You are now ready to apply different regression techniques to your dataset. When doing this, you will probably want to use the command “View(dataframe_name_here)” first, so you can see the names for your different variables. After entering the command for a regression, your regression results will appear in the environment tab, in the top right by default. Click them, and a new tab will open within the same window that R scripts appear in, in the top left by default. (One way to identify this window is to go to “File”, then “New File”, then click “R Script”)

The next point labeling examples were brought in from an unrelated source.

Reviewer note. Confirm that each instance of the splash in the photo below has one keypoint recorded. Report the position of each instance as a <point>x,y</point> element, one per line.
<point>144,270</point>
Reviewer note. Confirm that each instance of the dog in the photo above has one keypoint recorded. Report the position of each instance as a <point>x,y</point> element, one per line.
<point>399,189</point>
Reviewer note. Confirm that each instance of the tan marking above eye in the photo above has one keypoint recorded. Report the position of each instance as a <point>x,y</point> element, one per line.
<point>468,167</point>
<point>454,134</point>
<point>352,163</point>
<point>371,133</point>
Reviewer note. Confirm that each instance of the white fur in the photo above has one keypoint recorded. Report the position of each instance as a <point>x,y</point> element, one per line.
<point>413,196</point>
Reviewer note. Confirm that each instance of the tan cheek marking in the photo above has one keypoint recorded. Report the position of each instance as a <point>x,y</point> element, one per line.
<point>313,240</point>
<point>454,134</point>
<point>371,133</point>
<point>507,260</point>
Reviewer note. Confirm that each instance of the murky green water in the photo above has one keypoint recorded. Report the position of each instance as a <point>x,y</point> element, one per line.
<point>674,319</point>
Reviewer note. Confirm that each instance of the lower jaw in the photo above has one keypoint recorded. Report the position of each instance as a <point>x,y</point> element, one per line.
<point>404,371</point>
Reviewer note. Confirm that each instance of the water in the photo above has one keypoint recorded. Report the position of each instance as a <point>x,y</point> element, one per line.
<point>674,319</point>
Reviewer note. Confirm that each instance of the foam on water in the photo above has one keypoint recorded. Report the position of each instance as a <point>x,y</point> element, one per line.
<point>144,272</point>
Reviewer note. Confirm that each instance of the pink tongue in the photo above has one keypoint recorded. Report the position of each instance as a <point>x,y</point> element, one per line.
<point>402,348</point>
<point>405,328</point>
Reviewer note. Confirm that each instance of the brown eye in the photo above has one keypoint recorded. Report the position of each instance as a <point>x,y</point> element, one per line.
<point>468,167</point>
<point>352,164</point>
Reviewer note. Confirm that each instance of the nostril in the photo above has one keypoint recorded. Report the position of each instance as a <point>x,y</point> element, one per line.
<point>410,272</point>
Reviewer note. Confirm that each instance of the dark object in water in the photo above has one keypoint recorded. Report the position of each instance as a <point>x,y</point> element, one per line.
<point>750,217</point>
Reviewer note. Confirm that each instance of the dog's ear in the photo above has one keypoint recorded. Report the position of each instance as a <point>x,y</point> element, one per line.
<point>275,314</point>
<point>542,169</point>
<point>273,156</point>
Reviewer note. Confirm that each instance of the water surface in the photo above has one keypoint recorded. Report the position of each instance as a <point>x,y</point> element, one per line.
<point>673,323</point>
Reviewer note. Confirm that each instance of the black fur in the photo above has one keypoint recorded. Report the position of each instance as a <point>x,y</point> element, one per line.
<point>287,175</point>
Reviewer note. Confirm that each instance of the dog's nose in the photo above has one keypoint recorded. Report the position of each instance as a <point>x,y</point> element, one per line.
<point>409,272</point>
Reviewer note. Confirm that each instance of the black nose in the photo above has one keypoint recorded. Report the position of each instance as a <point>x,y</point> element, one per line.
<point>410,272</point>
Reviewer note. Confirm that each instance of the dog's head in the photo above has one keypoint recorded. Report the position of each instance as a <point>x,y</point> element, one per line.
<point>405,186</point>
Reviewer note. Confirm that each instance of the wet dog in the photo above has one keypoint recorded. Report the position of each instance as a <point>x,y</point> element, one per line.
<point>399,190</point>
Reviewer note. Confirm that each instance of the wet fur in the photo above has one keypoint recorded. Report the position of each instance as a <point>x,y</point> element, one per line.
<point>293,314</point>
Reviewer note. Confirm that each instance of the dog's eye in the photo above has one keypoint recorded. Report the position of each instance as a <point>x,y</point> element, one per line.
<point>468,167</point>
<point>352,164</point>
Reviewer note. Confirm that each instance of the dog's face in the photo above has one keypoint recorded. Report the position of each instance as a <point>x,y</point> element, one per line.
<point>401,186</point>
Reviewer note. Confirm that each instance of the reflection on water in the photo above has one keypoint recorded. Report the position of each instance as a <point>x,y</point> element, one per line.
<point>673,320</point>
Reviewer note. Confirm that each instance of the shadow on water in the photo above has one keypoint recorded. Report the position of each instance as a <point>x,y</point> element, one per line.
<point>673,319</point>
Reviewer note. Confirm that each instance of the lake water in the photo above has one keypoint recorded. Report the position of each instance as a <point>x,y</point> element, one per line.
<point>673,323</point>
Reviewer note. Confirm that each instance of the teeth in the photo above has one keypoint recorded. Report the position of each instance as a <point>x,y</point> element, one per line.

Alternatively, you can view regression results with this command:
summary(regression_name_here)
This is perhaps superior, since it gives you t-statistics and p-values next to your coefficients. Remember that t-statistics tell you how many standard deviations away from zero your coefficient is. The p-value, labeled “Pr(>|t|)”, tells you the probability of observing a coefficient as extreme as you’re observing given that the real one is zero.
To perform a simple linear regression, use this command:
regression.name <- lm(outcome_variable_name ~ independent_variable_name, data=df)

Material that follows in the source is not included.